In fact, the state’s Judicial Qualifications Commission registered a complaint that Barrow’s commentary about abortion “commits the candidate with respect to issues likely to come before the court that are inconsistent with the impartial performance of the adjudicative duties of judicial office.” The commission sent Barrow a letter rebuking him for flaunting the state’s judicial code of ethics. Barrow challenged the complaint, but a federal judge rejected his claims.

Democrats Hitch Their Wagons to Abortion

Barrow attempted to garner support by making what is supposed to be a nonpartisan race into a referendum on abortion. Voters didn’t bite.

A January poll conducted by Knights of Columbus-Marist revealed 66 percent of Americans support abortion limits and that approximately 6 in 10 support limiting abortions to the first trimester. Contrary to the narrative pushed by Democrats and their corporate media allies, Democrats’ radical, abortion-on-demand-up-to-birth is not popular with most Americans.

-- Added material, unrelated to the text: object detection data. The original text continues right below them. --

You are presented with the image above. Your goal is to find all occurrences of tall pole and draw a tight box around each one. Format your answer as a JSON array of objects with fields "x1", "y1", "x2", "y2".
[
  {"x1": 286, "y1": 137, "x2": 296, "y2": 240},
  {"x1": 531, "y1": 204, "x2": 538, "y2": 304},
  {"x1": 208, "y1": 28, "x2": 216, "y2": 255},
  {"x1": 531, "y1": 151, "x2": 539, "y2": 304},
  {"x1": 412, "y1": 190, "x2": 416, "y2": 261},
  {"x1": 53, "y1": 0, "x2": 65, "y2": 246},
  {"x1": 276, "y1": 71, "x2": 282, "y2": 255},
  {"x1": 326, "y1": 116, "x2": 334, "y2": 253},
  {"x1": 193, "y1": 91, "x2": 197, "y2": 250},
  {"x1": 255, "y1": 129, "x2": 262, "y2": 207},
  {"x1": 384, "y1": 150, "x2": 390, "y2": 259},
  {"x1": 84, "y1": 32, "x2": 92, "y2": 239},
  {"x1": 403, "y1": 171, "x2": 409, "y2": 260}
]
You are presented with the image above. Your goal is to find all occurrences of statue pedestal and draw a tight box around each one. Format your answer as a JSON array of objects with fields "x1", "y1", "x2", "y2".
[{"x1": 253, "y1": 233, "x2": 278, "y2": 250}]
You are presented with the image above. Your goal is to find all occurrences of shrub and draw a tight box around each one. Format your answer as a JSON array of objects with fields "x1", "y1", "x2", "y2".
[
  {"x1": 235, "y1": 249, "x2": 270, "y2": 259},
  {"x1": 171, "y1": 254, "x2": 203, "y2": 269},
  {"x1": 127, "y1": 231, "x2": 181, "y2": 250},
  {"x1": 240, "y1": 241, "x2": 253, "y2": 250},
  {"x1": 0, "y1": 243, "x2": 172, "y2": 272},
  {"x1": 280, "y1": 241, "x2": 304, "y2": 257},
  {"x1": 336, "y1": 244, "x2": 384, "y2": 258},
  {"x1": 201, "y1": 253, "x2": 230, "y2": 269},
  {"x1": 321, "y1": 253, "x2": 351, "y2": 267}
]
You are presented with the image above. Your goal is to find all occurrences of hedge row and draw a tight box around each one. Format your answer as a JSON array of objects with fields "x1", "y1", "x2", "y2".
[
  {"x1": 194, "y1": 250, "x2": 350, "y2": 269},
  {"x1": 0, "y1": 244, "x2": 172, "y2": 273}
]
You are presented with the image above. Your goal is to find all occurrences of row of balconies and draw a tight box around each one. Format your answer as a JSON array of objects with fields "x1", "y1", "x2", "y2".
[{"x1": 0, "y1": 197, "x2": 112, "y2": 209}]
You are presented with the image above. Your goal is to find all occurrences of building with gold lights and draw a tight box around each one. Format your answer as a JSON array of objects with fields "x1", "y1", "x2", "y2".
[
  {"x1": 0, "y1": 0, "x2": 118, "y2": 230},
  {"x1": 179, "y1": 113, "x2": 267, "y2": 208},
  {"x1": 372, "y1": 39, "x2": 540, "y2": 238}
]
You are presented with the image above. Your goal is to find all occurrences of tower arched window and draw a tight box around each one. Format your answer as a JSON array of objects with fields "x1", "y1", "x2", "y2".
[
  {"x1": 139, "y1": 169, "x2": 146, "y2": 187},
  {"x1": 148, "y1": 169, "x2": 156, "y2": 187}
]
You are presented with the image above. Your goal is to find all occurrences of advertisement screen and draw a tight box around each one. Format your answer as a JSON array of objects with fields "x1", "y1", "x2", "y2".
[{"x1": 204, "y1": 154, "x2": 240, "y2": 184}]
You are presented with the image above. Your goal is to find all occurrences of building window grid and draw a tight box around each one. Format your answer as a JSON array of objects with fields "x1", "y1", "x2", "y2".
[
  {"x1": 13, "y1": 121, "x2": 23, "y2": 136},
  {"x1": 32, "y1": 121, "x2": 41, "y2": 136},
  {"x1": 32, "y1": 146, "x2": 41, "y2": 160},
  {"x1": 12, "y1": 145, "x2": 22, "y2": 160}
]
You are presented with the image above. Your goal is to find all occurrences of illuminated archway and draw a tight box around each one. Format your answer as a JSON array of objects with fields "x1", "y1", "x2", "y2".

Even when Democrats use dishonest messaging and infusions of out-of-state cash to ram pro-abortion ballot measures through, the issue doesn’t give Democrats “the lift they are aiming for,” according to a Politico analysis of five abortion-related ballot initiatives that have appeared since Roe v. Wade was overturned. “Democratic turnout didn’t consistently increase in states with abortion referendums compared to those without,” the outlet concluded.